Rs16901979was found to be significantly associated with prostate cancer in this study). This is in general agreement with the article by Gudmundsson et al. (2007) where rs16901979is believed to contribute 2–4% to the heritability of prostate cancer in Caucasian populations, but a vastly greater percentage of heritability in Negroid populations.
In addition to the difference in mean age between the cases and controls, a limitation of this study is the lack of a definitive test to confirm that those within the control group did not have prostate cancer. A negative biopsy of the prostate gland would be a suitable criterium for inclusion of volunteers into the control group, but this was not a reasonable expectation.

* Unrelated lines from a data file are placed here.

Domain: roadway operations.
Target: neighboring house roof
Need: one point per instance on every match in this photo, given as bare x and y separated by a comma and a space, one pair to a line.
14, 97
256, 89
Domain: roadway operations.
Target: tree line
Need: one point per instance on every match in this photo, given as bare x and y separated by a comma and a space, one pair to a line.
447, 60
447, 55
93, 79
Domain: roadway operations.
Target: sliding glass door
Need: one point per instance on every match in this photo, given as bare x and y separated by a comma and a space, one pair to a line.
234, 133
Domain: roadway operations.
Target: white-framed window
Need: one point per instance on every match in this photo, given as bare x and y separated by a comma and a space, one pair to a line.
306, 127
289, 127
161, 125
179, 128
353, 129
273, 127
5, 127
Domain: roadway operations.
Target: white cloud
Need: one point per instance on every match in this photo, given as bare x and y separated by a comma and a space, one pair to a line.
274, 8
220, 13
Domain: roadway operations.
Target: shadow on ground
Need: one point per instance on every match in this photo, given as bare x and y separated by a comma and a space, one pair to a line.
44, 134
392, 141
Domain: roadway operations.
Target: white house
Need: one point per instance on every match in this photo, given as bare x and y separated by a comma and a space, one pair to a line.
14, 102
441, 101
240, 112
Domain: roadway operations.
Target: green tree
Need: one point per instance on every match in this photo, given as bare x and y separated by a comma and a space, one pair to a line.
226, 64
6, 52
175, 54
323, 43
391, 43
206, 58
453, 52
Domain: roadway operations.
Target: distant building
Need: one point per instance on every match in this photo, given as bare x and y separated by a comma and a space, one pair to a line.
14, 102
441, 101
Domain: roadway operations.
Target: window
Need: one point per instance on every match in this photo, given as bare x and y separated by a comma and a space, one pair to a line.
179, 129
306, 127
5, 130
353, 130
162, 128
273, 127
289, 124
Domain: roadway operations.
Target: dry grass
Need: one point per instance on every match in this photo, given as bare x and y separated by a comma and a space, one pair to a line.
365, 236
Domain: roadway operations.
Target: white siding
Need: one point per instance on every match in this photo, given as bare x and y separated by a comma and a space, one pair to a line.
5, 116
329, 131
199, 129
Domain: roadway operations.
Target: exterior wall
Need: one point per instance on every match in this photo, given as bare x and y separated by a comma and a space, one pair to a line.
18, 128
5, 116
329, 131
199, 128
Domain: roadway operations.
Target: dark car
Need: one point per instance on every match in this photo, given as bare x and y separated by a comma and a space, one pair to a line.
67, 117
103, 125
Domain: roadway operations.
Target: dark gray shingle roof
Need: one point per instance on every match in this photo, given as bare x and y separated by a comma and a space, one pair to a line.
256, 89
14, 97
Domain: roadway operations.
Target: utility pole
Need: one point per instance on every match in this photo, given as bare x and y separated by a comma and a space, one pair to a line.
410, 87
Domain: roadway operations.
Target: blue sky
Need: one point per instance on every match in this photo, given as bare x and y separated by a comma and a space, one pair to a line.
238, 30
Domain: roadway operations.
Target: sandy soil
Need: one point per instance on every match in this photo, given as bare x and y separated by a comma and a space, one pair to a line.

Prostate cancer is one of the most common cancers amongst men, yet suitable biomarkers to accurately and reliably identify prostate cancer are not available. In this study both modifiable and non-modifiable risk factors for prostate cancer have been identified. A genetic risk score was calculated based on the 15 SNPs tested and found to be significantly associated with prostate cancer. Smoking and age significantly contributed to the risk of developing prostate cancer, and this risk was further increased by the presence of five SNPs in the 8q24 chromosomal region. The results presented here help to answer the question regarding the impact of modifiable risk factors, as well as polymorphisms in 8q24, on the risk of developing prostate cancer.